The compound Ru(bpy)2(dppz-R)(PF6)2, where bpy is 2,2'-bipyridine and dppz-R is 11-(diethoxyphosphorylmethyl)dipyrido[3,2-a:2',3'-c]phenazine, was prepared and anchored to mesoporous nanocrystalline (anatase) TiO2 thin films as a probe of the effects of interfacial water on excited-state charge transfer processes at semiconductor interfaces. In nitrogen-saturated fluid acetonitrile, the Ru(bpy)2(dppz-R)(PF6)2 compound was found to be highly photoluminescent. Water was found to quench the excited state by a mechanism adequately described by the Perrin model, from which the radius of quenching was abstracted, 75 +/- 2 A. The Ru(bpy)2(dppz-R)(PF6)2 compounds were found to bind to the TiO2 thin films in high surface coverages, 5 x 10(-8) mol cm(-2).
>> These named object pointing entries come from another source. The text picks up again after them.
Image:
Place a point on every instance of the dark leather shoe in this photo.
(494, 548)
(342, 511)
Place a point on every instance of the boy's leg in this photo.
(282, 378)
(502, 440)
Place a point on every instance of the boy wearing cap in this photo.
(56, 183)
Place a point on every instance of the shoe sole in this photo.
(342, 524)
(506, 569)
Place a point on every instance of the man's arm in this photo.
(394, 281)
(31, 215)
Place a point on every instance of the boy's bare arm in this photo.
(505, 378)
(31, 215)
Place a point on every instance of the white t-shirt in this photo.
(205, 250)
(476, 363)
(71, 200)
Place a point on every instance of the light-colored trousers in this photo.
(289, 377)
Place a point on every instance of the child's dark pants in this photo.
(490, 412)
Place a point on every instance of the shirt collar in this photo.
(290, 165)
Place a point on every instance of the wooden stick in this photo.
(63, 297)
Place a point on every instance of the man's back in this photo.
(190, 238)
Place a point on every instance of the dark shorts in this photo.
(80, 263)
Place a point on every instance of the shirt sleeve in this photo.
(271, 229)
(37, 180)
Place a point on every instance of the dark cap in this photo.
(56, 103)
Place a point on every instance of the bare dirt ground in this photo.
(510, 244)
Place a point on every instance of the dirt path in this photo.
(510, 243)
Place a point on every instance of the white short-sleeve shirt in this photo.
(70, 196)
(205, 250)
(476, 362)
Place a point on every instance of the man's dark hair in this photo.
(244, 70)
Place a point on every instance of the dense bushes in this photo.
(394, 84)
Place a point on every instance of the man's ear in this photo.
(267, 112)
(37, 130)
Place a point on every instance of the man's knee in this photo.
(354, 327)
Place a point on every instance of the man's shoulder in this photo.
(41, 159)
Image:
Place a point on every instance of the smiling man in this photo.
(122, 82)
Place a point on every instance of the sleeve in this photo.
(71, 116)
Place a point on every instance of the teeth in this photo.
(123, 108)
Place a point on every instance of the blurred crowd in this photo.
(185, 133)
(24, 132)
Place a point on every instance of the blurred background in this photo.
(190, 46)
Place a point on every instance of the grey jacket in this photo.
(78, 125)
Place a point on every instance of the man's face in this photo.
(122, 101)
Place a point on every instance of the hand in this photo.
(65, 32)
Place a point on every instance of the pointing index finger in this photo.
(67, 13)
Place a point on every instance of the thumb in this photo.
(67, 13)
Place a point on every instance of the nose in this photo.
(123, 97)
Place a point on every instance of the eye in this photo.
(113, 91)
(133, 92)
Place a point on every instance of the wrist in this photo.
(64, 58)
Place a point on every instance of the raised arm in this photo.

When these films were immersed in acetonitrile, long-lived excited states (tau = 825 ns) that were quenched by the addition of water were observed. About 30% of the excited states could not be quenched by water. Efficient electron injection, phi(inj) = 0.8, was observed after light excitation of Ru(bpy)2(dppz-R)/TiO2 in a 0.1 M LiClO4/acetonitrile solution. The addition of large concentrations of water, >0.5 M, was found to decrease the injection yield to phi(inj) = 0.3.